The Food and Drug Administration approved the revision that would help doctors identify patients with the highest and lowest risks of developing deadly brain infections linked to the drug, the agency said in a statement.
The news comes as one of the drug’s main rivals, Novartis’s Gilenya became the subject of a safety review by the European Medicines Agency.
The agency advised doctors yesterday to continuously monitor patients for six hours after giving them a first dose of Gilenya, casting a shadow over the potential blockbuster product, following reports of heart problems in patients and the death of one person in the United States within 24 hours of starting treatment.
The Swiss drugmaker said last month it was investigating whether Gilenya, seen by analysts as a potential multibillion-dollar seller, caused the death of the 59-year-old US patient.
Gilenya can temporarily slow the heart rate.

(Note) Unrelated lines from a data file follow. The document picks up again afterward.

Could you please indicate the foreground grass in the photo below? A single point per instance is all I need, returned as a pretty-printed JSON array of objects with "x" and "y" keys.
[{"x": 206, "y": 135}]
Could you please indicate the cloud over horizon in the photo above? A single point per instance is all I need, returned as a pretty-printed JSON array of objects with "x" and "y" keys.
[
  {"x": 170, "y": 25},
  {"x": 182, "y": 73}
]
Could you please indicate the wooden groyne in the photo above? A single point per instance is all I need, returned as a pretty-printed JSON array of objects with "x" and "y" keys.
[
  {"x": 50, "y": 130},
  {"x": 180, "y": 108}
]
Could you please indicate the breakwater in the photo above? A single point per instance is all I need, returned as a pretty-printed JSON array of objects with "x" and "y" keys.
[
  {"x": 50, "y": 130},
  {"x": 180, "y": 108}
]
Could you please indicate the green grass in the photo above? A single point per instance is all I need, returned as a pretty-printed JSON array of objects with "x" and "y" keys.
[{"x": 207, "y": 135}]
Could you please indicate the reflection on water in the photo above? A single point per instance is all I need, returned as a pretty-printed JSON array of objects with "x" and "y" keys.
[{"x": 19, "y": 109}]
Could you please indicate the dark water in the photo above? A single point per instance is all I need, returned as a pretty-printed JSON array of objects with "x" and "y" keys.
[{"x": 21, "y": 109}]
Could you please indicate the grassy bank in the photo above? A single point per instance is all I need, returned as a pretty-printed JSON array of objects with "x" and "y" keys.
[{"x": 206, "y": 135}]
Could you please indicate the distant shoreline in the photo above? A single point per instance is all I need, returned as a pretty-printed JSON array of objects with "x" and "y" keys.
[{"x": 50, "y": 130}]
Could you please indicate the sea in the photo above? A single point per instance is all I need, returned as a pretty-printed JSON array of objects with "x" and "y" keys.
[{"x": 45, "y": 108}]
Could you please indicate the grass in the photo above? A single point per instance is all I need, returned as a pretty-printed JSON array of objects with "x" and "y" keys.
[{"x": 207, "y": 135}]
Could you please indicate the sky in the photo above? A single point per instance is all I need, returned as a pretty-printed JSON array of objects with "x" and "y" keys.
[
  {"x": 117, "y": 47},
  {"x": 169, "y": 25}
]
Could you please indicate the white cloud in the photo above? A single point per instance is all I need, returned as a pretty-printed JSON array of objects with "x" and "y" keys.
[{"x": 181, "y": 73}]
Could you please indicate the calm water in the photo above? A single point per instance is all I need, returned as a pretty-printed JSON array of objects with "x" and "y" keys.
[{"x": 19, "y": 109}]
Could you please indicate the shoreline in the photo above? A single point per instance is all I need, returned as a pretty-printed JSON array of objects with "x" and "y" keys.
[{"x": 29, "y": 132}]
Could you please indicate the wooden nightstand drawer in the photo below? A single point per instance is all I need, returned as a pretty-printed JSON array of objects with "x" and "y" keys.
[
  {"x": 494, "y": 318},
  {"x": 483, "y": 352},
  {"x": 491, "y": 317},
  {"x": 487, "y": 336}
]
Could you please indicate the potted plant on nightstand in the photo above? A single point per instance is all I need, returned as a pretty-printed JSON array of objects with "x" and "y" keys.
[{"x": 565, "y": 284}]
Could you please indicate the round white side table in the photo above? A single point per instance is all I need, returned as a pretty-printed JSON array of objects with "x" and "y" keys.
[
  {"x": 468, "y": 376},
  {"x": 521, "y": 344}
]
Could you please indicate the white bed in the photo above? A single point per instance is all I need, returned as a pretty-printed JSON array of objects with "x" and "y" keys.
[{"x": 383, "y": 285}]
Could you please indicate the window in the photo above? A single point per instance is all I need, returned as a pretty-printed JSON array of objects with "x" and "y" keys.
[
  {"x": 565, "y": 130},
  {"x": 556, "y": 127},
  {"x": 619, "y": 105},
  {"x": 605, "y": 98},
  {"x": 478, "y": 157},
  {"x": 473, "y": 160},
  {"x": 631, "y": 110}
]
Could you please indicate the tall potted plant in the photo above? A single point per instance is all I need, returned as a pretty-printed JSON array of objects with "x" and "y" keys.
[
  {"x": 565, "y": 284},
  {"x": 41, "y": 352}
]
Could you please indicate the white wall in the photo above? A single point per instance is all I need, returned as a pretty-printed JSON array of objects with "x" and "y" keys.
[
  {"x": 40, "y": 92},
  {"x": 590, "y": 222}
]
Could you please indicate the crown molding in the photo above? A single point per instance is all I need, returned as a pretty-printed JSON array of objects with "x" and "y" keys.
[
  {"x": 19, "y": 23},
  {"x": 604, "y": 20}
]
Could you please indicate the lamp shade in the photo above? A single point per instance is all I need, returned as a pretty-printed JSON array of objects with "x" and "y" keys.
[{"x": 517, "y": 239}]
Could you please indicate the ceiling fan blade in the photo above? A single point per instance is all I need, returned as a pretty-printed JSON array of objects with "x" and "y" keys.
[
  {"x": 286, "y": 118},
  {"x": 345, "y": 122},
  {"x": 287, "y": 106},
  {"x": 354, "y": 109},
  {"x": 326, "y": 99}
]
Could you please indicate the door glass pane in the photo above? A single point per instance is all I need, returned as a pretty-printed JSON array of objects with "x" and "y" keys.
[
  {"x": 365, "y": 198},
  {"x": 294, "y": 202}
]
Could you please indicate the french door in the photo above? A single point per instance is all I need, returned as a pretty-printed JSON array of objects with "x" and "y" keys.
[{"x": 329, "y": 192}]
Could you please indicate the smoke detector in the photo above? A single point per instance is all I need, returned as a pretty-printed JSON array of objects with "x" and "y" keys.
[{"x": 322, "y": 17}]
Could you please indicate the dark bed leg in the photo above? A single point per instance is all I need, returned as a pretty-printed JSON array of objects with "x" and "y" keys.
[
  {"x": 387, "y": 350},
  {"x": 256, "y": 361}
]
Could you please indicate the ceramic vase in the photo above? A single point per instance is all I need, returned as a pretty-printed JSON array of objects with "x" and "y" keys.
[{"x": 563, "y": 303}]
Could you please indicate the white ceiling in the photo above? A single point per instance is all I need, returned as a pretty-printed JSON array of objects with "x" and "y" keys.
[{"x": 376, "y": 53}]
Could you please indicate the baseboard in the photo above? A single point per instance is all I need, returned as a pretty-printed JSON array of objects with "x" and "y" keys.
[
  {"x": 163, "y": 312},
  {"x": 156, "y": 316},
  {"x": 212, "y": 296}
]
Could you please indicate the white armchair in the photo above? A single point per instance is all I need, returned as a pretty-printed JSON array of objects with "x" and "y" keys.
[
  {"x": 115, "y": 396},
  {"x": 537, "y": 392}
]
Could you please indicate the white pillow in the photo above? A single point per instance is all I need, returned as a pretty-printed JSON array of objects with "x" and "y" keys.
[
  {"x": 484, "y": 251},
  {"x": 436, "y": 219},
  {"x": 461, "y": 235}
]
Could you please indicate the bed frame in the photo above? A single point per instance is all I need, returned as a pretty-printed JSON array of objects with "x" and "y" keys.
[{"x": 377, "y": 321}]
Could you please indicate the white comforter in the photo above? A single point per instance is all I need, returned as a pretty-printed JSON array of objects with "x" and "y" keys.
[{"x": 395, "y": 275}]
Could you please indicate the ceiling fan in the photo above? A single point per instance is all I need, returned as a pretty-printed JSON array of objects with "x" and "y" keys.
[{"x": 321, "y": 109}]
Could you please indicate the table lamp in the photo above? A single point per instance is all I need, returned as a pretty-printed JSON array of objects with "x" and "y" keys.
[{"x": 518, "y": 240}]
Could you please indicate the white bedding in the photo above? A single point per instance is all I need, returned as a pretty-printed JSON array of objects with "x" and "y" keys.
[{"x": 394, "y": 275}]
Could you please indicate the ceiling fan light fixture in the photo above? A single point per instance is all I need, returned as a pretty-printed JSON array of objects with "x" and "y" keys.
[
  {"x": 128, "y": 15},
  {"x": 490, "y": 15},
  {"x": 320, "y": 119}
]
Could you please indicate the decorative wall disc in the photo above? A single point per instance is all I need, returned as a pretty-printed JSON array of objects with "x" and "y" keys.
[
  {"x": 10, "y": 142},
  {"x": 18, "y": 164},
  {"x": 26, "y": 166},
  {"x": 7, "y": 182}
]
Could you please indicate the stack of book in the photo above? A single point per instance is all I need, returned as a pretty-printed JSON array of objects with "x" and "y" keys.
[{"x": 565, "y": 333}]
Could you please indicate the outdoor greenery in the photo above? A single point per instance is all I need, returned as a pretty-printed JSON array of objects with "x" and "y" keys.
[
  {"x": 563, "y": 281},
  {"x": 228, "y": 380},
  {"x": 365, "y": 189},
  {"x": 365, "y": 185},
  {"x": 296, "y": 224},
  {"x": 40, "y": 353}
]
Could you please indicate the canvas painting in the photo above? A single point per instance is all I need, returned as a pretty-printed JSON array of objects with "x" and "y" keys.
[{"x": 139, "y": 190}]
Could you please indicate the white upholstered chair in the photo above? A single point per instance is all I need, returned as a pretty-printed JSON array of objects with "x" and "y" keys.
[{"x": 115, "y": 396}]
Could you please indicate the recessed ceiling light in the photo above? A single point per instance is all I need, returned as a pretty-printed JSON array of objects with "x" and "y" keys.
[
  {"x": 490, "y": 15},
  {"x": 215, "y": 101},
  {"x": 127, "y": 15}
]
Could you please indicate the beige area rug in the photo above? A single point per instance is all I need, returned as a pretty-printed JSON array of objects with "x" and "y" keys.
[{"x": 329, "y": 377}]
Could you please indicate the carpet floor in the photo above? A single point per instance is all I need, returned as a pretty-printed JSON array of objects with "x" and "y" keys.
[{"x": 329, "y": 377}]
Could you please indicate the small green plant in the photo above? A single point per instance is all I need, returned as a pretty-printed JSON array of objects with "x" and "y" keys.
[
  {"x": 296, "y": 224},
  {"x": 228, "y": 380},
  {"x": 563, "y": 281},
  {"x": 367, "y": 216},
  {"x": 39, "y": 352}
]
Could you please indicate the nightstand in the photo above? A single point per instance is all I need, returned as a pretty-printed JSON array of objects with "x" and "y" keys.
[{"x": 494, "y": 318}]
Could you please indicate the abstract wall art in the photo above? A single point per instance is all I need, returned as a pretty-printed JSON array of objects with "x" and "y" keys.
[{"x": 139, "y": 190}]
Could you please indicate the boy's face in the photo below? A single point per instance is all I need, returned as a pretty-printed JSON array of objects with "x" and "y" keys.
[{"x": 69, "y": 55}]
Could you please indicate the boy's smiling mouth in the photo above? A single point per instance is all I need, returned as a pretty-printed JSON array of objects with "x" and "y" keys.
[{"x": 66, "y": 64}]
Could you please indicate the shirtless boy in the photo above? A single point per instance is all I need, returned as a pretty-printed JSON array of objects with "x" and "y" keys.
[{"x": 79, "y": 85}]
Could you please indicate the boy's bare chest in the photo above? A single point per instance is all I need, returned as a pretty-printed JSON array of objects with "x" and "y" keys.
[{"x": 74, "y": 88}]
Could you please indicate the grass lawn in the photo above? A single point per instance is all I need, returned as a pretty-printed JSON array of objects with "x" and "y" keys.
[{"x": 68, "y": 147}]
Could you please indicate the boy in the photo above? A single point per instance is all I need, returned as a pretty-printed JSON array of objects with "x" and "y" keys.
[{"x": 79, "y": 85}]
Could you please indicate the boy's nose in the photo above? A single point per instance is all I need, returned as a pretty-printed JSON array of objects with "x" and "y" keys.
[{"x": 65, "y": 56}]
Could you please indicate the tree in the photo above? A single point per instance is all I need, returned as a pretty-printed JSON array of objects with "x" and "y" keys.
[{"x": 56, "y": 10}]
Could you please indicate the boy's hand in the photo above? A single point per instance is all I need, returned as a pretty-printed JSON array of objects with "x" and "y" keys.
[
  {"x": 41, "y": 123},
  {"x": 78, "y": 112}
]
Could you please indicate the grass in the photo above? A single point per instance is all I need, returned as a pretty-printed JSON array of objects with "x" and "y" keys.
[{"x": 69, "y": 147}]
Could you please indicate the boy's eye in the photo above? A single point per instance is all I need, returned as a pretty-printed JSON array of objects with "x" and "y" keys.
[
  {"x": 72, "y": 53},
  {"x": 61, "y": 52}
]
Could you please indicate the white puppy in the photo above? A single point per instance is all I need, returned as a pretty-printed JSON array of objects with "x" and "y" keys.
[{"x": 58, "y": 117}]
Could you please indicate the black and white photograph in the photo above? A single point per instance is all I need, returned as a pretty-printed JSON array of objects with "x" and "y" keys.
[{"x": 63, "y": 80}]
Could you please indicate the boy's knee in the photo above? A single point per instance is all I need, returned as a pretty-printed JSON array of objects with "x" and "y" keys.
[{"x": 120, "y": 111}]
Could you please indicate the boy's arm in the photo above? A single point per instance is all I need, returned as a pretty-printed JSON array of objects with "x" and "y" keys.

Although this usually returns to normal after a few hours, the European watchdog recommended intense cardiovascular monitoring after the first dose.
Tysabri’s label change may push global sales to $2.5 billion to $3 billion by 2016, Michael Yee, an analyst at RBC Capital Markets in San Francisco, said in an interview.
Without the modification, sales may have reached $1.5 billion to $2 billion that year, Mr Yee said.
Tysabri increases the risk of progressive multifocal leukoencephalopathy, or PML, a viral infection in the brain that usually leads to death or severe disability, according to a boxed warning the drug's label has carried since 2006.
The new label will retain the boxed warning, the FDA's strictest caution, while adding a notification that patients who have antibodies against the JC virus are more likely to develop PML while taking Tysabri than people who don't have the antibodies.
Biogen and Elan developed a blood test known as a JCV assay to determine whether a person has the antibodies.
"The revision of the Tysabri label to include the use of the JCV assay as a risk-stratification tool is important for doctors and patients because it allows Tysabri to be most efficiently used in the safest group of patients," Mr Yee said.
The European Commission approved the label change in June, and the JCV test has been widely used by doctors in Europe since then, he said.
About 400,000 people in the US and 2.1 million worldwide have MS, according to the New York-based National Multiple Sclerosis Society.
Data collected by the companies shows a patient who tests negative for the antibodies may have one chance in 10,000 of developing PML while taking the drug, Mr Yee said.
Without the use of the JCV test, patients are estimated to have a 1.5 in 1,000 risk of developing the brain illness after two years of treatment, according to the drug's label.
As of February 2011, 102 cases of PML had been reported among 82,732 patients treated with Tysabri worldwide, the FDA said April 22nd in its most recent safety update on the drug.
Tysabri won FDA approval in 2004 for multiple sclerosis, a neurological disorder that causes a person's immune system to attack healthy nerve cells. The risk of PML emerged after Biogen and Elan began marketing Tysabri, leading to the suspension of sales in February 2005. The drug returned to the market in June 2006 with a risk
management program for patients who didn't benefit from rival medicines after research showed it was twice as effective as other MS treatments.
Teva's Copaxone, Merck's Rebif and Bayer's Betaseron are among injectible MS treatments that compete with Tysabri.
Novartis's Gilenya, approved by the FDA in 2010, is the first pill to treat the condition.
MS drugs generally must be taken throughout a patient's life to reduce flare-ups and delay disability.
The worldwide market for MS drugs, now $10 billion to $11 billion, may grow to $15 billion in 2016, Mr Yee said.
Tysabri's share of the market, now about 10 per cent to 13 per cent, may grow to 20 per cent that year with the revised label, he said.